In 1990, three years out of college, married, living in a home that daddy and I built, with no debt, and no children, I yielded to the calling and began studying for the law school admission test (LSAT). I was focused. Failure was not an option. In fact, I never thought about failure. The voice inside my head spoke loud and clear. I knew my destiny. The LSAT and law school were mere formalities. My LSAT score garnered a partial scholarship for the first year of law school, and my grades secured additional, full tuition, scholarships for years two and three. As I completed law school, I could literally feel my emptiness subsiding, and what a satisfying feeling it was. All the pieces were coming together, in the right order, at the right time, and I knew it.

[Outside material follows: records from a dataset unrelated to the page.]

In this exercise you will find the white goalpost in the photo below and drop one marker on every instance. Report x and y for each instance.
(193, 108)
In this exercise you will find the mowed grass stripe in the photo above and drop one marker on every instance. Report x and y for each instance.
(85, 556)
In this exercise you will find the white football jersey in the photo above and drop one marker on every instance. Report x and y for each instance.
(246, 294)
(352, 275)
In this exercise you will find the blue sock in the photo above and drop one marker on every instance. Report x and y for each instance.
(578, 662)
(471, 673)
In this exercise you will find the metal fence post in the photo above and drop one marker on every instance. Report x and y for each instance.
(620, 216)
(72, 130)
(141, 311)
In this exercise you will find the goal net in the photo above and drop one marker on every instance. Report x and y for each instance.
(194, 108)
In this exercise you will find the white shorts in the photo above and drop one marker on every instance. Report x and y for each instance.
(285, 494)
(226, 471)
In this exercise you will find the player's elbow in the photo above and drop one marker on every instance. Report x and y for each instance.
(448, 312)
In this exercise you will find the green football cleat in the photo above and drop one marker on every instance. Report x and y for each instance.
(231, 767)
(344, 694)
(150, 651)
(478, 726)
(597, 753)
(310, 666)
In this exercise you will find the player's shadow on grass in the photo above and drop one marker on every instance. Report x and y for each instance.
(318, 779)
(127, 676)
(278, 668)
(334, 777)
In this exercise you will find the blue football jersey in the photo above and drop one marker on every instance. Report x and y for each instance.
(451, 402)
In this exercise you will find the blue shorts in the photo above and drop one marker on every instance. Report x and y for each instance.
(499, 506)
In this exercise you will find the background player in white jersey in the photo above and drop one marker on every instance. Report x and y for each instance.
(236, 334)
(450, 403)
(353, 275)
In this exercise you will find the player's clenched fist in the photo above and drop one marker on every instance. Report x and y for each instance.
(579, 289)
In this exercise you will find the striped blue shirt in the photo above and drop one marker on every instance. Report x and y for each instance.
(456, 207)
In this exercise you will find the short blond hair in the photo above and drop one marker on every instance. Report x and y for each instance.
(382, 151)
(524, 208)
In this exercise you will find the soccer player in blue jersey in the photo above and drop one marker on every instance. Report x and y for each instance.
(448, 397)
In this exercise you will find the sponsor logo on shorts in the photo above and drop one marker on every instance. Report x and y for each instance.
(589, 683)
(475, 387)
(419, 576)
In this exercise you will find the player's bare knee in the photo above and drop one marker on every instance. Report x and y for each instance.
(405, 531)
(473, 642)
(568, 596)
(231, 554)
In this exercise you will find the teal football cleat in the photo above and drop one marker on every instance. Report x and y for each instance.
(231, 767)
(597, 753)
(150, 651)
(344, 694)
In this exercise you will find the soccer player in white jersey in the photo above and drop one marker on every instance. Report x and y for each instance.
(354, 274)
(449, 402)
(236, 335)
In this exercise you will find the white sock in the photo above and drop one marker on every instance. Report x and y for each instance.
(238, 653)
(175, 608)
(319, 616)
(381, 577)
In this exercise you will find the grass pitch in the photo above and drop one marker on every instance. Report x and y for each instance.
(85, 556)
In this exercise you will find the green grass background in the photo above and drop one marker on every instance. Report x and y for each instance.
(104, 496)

Four years into my career, my wife and I were eagerly awaiting the birth of our second child. Suddenly and unexpectedly, just after Christmas, with my unemployed wife in her seventh month of pregnancy, the partners announced that the firm was being dismantled due to budget constraints. The two partners, along with few staff members, would remain, while the senior associate and I, together with the rest of the staff, were without a job. It was the first time in my life that my employment had been involuntarily terminated.
I should have been terrified. But, again, I wasn’t. Sure, I was anxious and nervous, but God filled me with confidence in myself and in Him, that I would not only survive, I would thrive. Knowing that the partners wanted to change their practice area from insurance defense to representing only plaintiffs, I offered to open my own firm and take full responsibility for all insurance defense cases. We reached an agreement, and within two weeks, I was up and running in Statesboro. That was January, 1998. Since then, my life, my career, and my faith have had ups and downs, but through it all, I have stayed true to God and his calling, and that has made all the difference.
My marriage of 31 years is strong. My family is strong. My faith is unwavering. My career is no more and no less than a manifestation of my being. It’s who I am. It sounds cliché, but I truly don’t feel like I have worked in 29 years. It’s the human connection, the satisfaction of helping a fellow person, that fills the void. Nothing else can do it.
I truly believe that the only way to real happiness is by following the teachings of Jesus Christ, my savior and my redeemer. Jesus said, "Do to others as you would have them do to you." Luke 6:31 At the end of my life, my prayer is that I can look back and say that something I did or something I said made someone's life a little better. Then, I will consider mine a life well lived.